The reason why, he argues, is that if the United States cannot portray itself as the holder of loftier ideals, then it is much harder to convince the rest of the world to stay on its side -- and it's harder to fight wars because even allies are less cooperative.

"Who's going to surrender to the United Sates if they think they're going to be detained indefinitely without a trial? Is anybody going to give up?" he asked. "Who's going to say, 'You know, maybe the United States isn't as bad as we think it is, and maybe it's al Qaeda and the Taliban who are the bad guys, and I'm going to side with the good guys?'"

In the nearer term, there's a large practical hurdle to military policing of America, Hutson notes -- that it makes the military focus on legal issues instead of fighting the war.

"It takes the eye of the military off the ball, off it's primary mission, to ask it to investigate, detain and prosecute terrorists," said Hutson, who now works with the group Human Rights First.

"We've had over 400 terrorism prosecutions since 9/11, and essentially, you're asking the military to do those prosecutions," he said. "That requires a great deal of resource, a great deal of experience and expertise, neither of which the military has."

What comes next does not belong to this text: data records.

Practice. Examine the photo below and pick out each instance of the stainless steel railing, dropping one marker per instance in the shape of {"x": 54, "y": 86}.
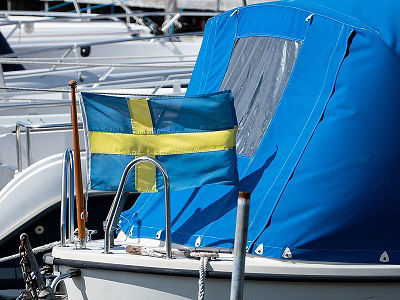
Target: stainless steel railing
{"x": 67, "y": 199}
{"x": 112, "y": 215}
{"x": 34, "y": 128}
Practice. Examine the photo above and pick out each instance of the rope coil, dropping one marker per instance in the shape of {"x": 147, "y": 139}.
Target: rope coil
{"x": 36, "y": 250}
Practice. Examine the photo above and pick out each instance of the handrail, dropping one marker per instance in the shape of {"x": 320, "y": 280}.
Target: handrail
{"x": 117, "y": 199}
{"x": 34, "y": 128}
{"x": 67, "y": 199}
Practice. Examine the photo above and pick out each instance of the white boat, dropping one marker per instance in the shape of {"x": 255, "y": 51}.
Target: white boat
{"x": 28, "y": 103}
{"x": 317, "y": 104}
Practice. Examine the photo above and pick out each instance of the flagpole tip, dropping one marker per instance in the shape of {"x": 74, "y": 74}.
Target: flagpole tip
{"x": 72, "y": 83}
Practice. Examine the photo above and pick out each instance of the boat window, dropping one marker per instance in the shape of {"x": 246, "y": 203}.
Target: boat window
{"x": 257, "y": 74}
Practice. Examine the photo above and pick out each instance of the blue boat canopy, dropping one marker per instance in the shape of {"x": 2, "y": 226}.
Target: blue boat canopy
{"x": 317, "y": 96}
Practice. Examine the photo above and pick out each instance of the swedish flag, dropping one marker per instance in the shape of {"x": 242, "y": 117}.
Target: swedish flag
{"x": 193, "y": 137}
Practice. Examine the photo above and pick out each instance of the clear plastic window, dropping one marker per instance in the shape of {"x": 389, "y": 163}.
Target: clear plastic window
{"x": 257, "y": 75}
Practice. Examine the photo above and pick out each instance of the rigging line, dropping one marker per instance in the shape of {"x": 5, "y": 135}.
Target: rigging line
{"x": 68, "y": 91}
{"x": 112, "y": 57}
{"x": 105, "y": 42}
{"x": 135, "y": 65}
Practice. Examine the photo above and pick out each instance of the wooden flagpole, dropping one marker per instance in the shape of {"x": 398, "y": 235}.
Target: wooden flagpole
{"x": 80, "y": 210}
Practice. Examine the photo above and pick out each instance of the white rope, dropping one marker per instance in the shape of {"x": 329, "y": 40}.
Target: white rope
{"x": 204, "y": 257}
{"x": 34, "y": 250}
{"x": 202, "y": 277}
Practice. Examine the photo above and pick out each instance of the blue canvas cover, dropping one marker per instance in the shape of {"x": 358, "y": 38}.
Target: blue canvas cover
{"x": 324, "y": 178}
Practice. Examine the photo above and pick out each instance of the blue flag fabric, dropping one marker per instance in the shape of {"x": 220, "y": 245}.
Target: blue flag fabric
{"x": 193, "y": 137}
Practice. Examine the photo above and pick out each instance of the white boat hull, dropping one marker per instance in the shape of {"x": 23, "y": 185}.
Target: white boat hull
{"x": 120, "y": 275}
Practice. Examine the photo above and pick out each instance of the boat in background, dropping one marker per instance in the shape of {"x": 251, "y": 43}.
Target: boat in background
{"x": 316, "y": 96}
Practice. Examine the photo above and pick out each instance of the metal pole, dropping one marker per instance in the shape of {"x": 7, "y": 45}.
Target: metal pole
{"x": 28, "y": 146}
{"x": 239, "y": 253}
{"x": 19, "y": 151}
{"x": 80, "y": 207}
{"x": 113, "y": 210}
{"x": 67, "y": 199}
{"x": 64, "y": 201}
{"x": 71, "y": 198}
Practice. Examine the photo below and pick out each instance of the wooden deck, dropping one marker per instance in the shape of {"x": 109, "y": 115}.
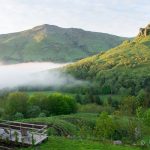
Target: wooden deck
{"x": 23, "y": 133}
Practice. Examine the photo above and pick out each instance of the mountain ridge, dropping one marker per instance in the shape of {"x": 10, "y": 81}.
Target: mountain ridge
{"x": 53, "y": 43}
{"x": 125, "y": 66}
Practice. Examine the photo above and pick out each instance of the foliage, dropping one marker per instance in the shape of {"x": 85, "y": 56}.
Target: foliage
{"x": 52, "y": 43}
{"x": 105, "y": 126}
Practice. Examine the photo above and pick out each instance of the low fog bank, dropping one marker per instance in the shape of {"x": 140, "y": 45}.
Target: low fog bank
{"x": 33, "y": 74}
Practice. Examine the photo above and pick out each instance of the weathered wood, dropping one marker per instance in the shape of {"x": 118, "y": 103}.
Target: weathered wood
{"x": 23, "y": 133}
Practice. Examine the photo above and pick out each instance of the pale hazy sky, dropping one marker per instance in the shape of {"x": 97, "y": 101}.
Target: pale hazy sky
{"x": 119, "y": 17}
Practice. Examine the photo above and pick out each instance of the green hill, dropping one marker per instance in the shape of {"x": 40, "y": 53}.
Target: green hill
{"x": 125, "y": 68}
{"x": 52, "y": 43}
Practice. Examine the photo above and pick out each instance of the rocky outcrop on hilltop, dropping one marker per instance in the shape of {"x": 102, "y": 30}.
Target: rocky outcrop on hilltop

Some argue that giving the military the lead helps save lives and make the country safer because the armed forces can act quickly without having to worry about the same level of criminal legal standards as police and prosecutors.

"Even if that argument is true in the short run, it's certainly not true in the long run," he said.

"I was dean in New Hampshire, where the motto is live free or die. The rest of that phrase, live free or die, is because there are things worse than death," Hutson said. "This kind of dramatic change to who we are as a nation, who we are as people, is not something that you can just sort of rhetorically say, 'Well, it's going to save lives'...

"It's going to cost lives." he said, "it's going to cost a way of life."